British Casino Industry “Thriving” According To Gambling Commission

Despite a year of headlines about record fines for operators, the UK Gambling Commission has reported a bumper year for the casino industry.

As a nation, the British are known as big fans of card games including bridge, the nation’s favorite, but also games such as blackjack and baccarat. Gambling on the whole is popular in the UK, from placing bets on the Grand National to playing roulette.

It therefore comes as no surprise that, according to the UK Gambling Commission, the nation’s casino and gaming industry is doing very well.

£14bn in revenue

In the latest figures released by the UK Gambling Commission, the gaming industry is said to have generated £14bn over the last year across all sectors. These figures include income generated by casinos and online gaming companies.

The online gambling sector in particular is thriving in the UK, with gamers often being tempted by the prospect of free incentives and sign-up bonuses. According to this latest round of statistics, the gross gambling yield amounted to £13.9bn between October 2016 and September 2017.

This represents a 0.7% increase on the previous year’s figures, which is a promising sign for the industry on the whole. The announcement may in some parts come as a surprise after a number of large operators such as Betfred announced a fall in year-on-year profits earlier this year.

It would appear that there has been an increase in lower-value gaming that has compensated for this fall in high-end profits, which could give scope for a big increase in revenue should venues find a way to bring back the big-spending clients while holding on to everyday punters.

There is, however, a potential tax increase on the horizon, with news of the UK Gambling Commission’s licensees having to pay an increased rate on online revenue that may rise to 25% from 15%. The hike could be announced during the Chancellor’s budget on 29 October.

Contribution to the economy

The industry makes a significant contribution to the country’s economy as a whole. There are an estimated 100,000 gaming-related jobs in Britain. There are 152 casinos across the nation and 8,500 betting shops, numbers that remain high despite the general shift towards online forms of gaming and stricter rules on fixed odds betting terminals.

As it stands, there are 183,928 gaming machines in operation and 33,648 B2 machines. They generate an impressive £2.8bn and £1.8bn of revenue respectively on an annual basis.

The industry also benefits a number of charitable organizations. One of the biggest gaming operators in the country is the National Lottery, which contributed £1.5bn to good causes in the 12 months to September 2017.

During the same period of time, other society lotteries generated a further £251m for other worthy causes.

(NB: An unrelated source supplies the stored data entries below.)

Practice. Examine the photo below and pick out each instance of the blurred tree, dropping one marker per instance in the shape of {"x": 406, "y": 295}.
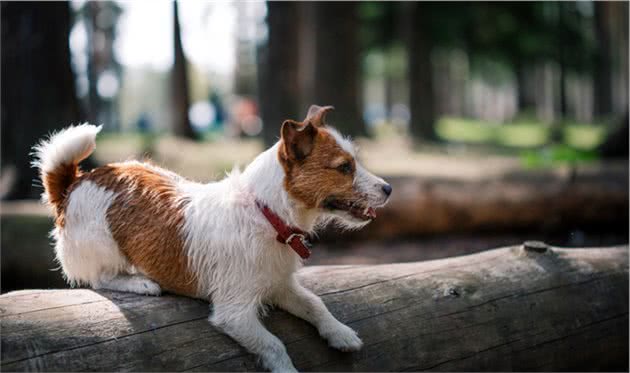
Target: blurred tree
{"x": 180, "y": 99}
{"x": 279, "y": 90}
{"x": 101, "y": 18}
{"x": 38, "y": 88}
{"x": 336, "y": 69}
{"x": 421, "y": 96}
{"x": 603, "y": 59}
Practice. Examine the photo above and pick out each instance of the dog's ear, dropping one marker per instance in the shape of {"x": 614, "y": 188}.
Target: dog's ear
{"x": 297, "y": 139}
{"x": 317, "y": 115}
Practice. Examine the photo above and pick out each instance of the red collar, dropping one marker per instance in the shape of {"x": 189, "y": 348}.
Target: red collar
{"x": 294, "y": 237}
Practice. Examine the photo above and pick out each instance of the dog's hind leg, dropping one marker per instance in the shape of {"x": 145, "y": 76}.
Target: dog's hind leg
{"x": 302, "y": 303}
{"x": 240, "y": 321}
{"x": 129, "y": 283}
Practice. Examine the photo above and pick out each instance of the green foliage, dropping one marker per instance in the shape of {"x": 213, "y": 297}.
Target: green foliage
{"x": 523, "y": 133}
{"x": 556, "y": 155}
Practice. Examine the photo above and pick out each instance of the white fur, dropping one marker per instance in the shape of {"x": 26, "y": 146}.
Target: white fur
{"x": 85, "y": 247}
{"x": 68, "y": 146}
{"x": 231, "y": 247}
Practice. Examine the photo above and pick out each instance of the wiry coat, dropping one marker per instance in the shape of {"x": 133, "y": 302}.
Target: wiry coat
{"x": 136, "y": 227}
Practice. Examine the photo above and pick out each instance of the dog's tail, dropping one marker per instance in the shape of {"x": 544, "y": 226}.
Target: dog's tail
{"x": 58, "y": 157}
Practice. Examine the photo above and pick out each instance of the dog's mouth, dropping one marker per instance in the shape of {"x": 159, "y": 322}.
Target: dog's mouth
{"x": 356, "y": 209}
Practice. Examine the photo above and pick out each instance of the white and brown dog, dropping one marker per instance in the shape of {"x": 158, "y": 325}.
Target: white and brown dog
{"x": 138, "y": 228}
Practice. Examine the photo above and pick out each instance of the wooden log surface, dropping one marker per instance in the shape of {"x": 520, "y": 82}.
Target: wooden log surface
{"x": 503, "y": 309}
{"x": 522, "y": 200}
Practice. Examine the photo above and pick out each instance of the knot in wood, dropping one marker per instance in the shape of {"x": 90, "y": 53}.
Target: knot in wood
{"x": 535, "y": 246}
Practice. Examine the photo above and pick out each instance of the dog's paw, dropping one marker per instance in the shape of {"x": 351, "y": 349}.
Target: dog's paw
{"x": 149, "y": 287}
{"x": 342, "y": 337}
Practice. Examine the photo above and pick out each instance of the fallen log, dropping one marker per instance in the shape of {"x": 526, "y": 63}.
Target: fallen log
{"x": 597, "y": 199}
{"x": 523, "y": 308}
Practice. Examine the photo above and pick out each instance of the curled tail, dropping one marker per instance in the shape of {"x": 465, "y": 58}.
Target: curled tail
{"x": 58, "y": 157}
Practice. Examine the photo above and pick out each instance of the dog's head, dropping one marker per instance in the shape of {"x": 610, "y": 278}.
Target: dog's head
{"x": 322, "y": 172}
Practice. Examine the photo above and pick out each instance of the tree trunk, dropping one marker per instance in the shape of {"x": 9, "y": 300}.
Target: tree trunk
{"x": 179, "y": 84}
{"x": 520, "y": 308}
{"x": 422, "y": 125}
{"x": 38, "y": 86}
{"x": 279, "y": 91}
{"x": 337, "y": 65}
{"x": 603, "y": 61}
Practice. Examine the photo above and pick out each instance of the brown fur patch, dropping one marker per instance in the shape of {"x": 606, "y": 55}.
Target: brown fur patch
{"x": 146, "y": 219}
{"x": 312, "y": 179}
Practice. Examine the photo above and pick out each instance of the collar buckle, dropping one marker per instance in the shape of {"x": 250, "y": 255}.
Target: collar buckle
{"x": 302, "y": 238}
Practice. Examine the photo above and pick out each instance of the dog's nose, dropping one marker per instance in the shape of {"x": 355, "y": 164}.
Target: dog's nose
{"x": 387, "y": 189}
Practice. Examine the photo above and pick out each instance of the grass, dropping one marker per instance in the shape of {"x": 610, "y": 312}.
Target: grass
{"x": 523, "y": 134}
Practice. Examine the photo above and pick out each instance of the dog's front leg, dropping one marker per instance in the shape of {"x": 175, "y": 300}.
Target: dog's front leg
{"x": 302, "y": 303}
{"x": 242, "y": 324}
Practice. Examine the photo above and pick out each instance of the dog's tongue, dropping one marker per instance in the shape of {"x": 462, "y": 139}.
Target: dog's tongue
{"x": 370, "y": 212}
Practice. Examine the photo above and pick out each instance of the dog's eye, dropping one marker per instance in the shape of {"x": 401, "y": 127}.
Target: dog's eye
{"x": 345, "y": 168}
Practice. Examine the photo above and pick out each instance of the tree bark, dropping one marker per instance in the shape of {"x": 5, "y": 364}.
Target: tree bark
{"x": 603, "y": 60}
{"x": 521, "y": 308}
{"x": 278, "y": 69}
{"x": 421, "y": 99}
{"x": 179, "y": 84}
{"x": 38, "y": 86}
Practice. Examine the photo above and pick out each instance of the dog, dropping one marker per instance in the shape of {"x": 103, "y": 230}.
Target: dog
{"x": 238, "y": 242}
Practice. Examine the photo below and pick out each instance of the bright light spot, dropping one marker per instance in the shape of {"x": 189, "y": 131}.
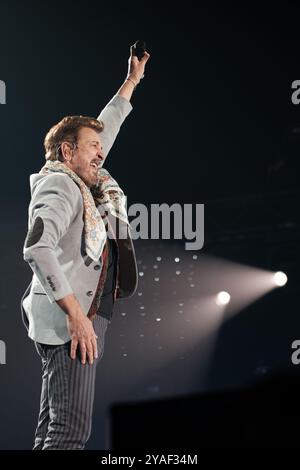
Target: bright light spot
{"x": 280, "y": 278}
{"x": 223, "y": 298}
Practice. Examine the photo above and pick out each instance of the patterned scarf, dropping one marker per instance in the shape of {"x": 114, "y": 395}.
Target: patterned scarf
{"x": 107, "y": 194}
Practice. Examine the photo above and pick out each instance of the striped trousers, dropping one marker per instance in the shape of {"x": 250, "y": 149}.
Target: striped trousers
{"x": 67, "y": 395}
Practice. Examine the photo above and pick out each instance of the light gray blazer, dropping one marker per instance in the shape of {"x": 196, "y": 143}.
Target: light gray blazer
{"x": 55, "y": 247}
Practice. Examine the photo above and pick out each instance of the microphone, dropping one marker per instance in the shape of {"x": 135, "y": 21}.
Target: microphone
{"x": 139, "y": 49}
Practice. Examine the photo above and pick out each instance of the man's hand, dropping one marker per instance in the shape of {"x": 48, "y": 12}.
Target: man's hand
{"x": 82, "y": 333}
{"x": 136, "y": 70}
{"x": 136, "y": 67}
{"x": 80, "y": 328}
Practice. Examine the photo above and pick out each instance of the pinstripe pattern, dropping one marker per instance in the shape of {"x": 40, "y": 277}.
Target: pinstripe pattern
{"x": 67, "y": 395}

However, legislative changes are due to be introduced to regulate the amount that can be spent on fixed odds betting terminals. The limit was reduced earlier this year from £100 to just £2. Figures for the next financial year could see a drop in the amount of money generated by such terminals as a result.

The delay in implementing the cap has been criticized by gambling addiction campaigners, but it is likely to have positively impacted revenue figures for this year.

Online casinos growing

A large amount of the industry’s success in the country can be attributed to the growth in the online gaming market. Online betting, casinos, and bingo together make up 35% of the market in the UK now. That is a 1% increase compared to the previous financial year ending in March 2017.

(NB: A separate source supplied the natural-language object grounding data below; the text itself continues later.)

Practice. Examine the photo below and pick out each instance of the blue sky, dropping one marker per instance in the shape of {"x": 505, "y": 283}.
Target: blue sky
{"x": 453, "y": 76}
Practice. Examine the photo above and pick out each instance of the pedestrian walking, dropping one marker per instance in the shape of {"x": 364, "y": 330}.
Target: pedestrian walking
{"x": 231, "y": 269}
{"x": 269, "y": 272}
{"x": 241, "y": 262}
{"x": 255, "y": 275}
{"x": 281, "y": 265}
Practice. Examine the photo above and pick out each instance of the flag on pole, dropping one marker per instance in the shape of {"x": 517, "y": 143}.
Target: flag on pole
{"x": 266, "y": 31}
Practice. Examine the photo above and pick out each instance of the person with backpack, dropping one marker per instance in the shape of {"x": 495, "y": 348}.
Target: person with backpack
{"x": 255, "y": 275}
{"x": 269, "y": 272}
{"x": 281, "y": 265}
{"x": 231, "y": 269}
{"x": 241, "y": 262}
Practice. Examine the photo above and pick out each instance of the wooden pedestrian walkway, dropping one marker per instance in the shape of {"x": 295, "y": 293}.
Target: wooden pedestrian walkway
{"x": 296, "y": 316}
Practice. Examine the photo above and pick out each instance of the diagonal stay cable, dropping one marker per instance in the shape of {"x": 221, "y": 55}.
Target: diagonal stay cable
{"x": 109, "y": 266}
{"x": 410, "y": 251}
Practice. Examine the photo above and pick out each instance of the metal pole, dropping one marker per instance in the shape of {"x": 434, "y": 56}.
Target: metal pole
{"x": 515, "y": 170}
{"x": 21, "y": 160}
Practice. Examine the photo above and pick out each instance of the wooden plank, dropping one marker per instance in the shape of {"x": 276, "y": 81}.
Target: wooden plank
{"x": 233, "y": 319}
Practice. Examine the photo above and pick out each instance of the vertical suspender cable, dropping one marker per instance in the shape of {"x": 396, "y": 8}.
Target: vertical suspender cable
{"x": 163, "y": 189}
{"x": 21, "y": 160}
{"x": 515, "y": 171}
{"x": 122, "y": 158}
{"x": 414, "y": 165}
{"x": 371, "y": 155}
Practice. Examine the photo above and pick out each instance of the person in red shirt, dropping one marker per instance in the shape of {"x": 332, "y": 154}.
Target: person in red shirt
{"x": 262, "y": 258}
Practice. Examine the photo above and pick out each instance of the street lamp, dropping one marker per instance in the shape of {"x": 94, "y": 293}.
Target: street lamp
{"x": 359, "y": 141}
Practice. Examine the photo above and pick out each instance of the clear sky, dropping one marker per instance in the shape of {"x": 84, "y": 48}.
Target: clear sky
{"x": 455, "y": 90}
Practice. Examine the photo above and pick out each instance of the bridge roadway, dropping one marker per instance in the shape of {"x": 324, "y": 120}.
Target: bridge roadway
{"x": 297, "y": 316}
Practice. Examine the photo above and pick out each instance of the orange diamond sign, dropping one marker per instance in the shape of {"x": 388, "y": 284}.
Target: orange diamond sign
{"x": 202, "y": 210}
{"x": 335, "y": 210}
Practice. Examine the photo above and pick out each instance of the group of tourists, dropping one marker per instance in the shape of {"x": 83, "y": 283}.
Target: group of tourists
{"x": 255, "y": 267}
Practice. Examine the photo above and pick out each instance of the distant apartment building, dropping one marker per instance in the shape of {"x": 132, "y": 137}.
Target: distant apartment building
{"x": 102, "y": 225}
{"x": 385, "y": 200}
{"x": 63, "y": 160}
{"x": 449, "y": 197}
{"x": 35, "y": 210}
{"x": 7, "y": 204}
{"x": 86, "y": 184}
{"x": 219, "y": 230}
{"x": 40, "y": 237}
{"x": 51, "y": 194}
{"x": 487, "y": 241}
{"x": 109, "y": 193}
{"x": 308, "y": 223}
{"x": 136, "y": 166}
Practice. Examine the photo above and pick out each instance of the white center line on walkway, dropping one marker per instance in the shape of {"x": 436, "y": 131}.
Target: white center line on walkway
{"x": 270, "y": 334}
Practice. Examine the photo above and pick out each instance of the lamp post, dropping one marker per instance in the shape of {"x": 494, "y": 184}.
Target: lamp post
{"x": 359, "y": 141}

Online casinos are proving particularly popular, especially those that combine land-based elements such as roulette, baccarat and blackjack, including a live host who deals via live stream.

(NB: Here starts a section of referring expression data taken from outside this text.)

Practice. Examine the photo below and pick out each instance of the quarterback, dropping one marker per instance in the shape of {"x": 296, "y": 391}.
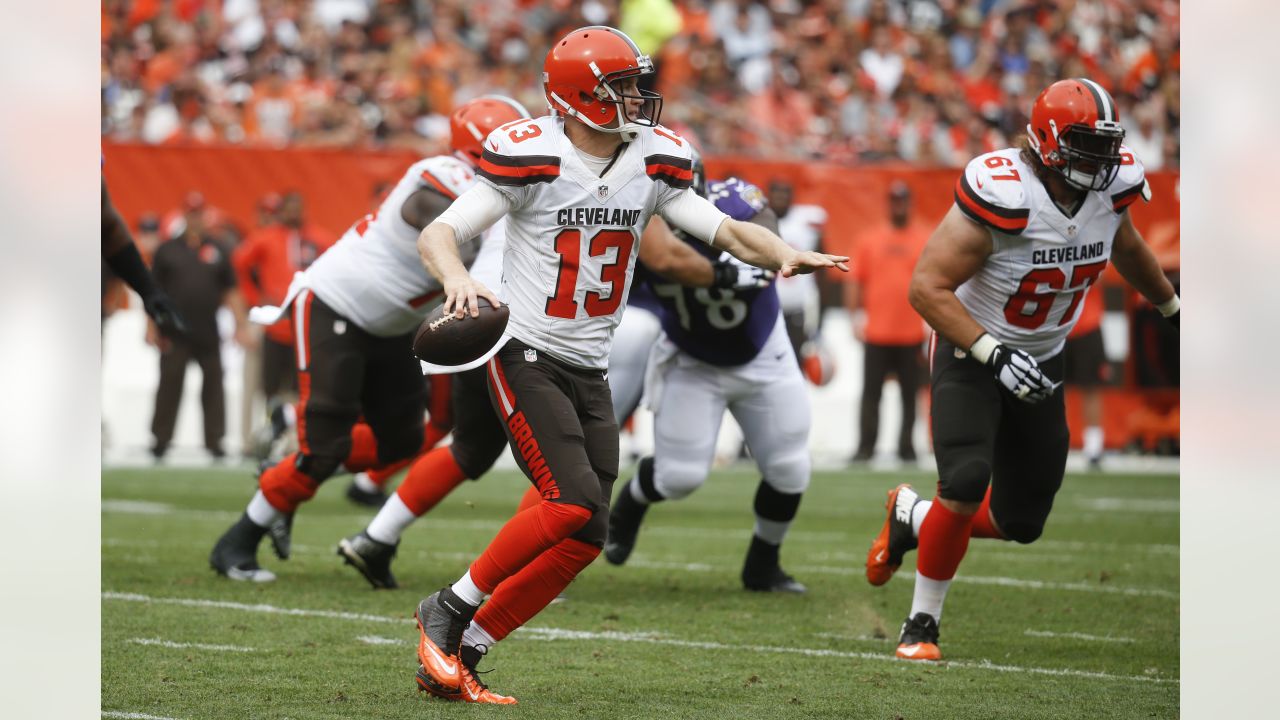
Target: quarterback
{"x": 1001, "y": 281}
{"x": 576, "y": 188}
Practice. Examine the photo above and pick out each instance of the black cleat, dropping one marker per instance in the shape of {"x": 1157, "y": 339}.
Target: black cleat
{"x": 763, "y": 573}
{"x": 368, "y": 499}
{"x": 919, "y": 639}
{"x": 625, "y": 520}
{"x": 371, "y": 557}
{"x": 236, "y": 554}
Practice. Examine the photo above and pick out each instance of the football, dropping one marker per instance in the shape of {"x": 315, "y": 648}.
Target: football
{"x": 448, "y": 340}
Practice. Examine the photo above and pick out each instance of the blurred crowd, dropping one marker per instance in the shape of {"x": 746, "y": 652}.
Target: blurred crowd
{"x": 929, "y": 82}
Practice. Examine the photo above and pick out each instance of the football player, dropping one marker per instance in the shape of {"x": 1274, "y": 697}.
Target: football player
{"x": 576, "y": 187}
{"x": 478, "y": 433}
{"x": 725, "y": 350}
{"x": 353, "y": 338}
{"x": 1001, "y": 281}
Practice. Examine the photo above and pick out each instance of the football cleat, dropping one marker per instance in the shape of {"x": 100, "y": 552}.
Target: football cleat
{"x": 282, "y": 536}
{"x": 762, "y": 572}
{"x": 919, "y": 639}
{"x": 365, "y": 497}
{"x": 625, "y": 520}
{"x": 895, "y": 537}
{"x": 371, "y": 557}
{"x": 440, "y": 620}
{"x": 236, "y": 554}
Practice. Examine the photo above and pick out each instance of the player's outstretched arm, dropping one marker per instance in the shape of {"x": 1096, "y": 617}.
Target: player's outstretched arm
{"x": 1137, "y": 264}
{"x": 467, "y": 217}
{"x": 954, "y": 253}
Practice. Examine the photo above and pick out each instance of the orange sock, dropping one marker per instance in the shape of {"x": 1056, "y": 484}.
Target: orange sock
{"x": 429, "y": 481}
{"x": 528, "y": 592}
{"x": 286, "y": 487}
{"x": 525, "y": 537}
{"x": 944, "y": 541}
{"x": 982, "y": 524}
{"x": 364, "y": 449}
{"x": 530, "y": 499}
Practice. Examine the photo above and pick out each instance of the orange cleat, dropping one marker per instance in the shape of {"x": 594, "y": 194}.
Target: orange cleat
{"x": 895, "y": 537}
{"x": 440, "y": 620}
{"x": 919, "y": 639}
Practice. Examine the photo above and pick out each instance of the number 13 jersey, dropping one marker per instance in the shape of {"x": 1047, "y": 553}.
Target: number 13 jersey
{"x": 572, "y": 235}
{"x": 1029, "y": 291}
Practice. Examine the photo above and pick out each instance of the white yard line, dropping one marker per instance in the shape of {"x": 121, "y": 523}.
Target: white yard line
{"x": 160, "y": 642}
{"x": 970, "y": 579}
{"x": 652, "y": 638}
{"x": 1078, "y": 637}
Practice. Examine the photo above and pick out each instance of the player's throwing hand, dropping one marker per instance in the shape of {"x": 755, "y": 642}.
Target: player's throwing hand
{"x": 808, "y": 261}
{"x": 461, "y": 292}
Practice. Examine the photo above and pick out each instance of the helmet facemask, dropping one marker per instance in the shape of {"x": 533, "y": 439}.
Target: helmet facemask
{"x": 1089, "y": 158}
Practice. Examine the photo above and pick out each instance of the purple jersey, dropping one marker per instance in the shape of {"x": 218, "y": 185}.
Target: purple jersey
{"x": 721, "y": 327}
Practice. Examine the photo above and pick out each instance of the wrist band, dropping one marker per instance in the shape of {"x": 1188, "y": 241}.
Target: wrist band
{"x": 983, "y": 347}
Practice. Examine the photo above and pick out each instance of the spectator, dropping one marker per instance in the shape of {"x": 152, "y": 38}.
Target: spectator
{"x": 195, "y": 272}
{"x": 883, "y": 320}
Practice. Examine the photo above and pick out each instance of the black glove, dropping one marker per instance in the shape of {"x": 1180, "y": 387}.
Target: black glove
{"x": 165, "y": 315}
{"x": 736, "y": 276}
{"x": 1015, "y": 369}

The total gross gambling yield for remote gambling was £4.9bn for the period October 2016 to September 2017. The Gambling Commission is set to publish another set of figures next month that will confirm if this trend is continuing or if it was a momentary boost in the sector.

The commission is set to introduce new rules to regulate the online gambling market on 31 October, which could affect the sector in the short term. It will be worth keeping an eye on the figures that will be released in coming months to see how revenue is impacted.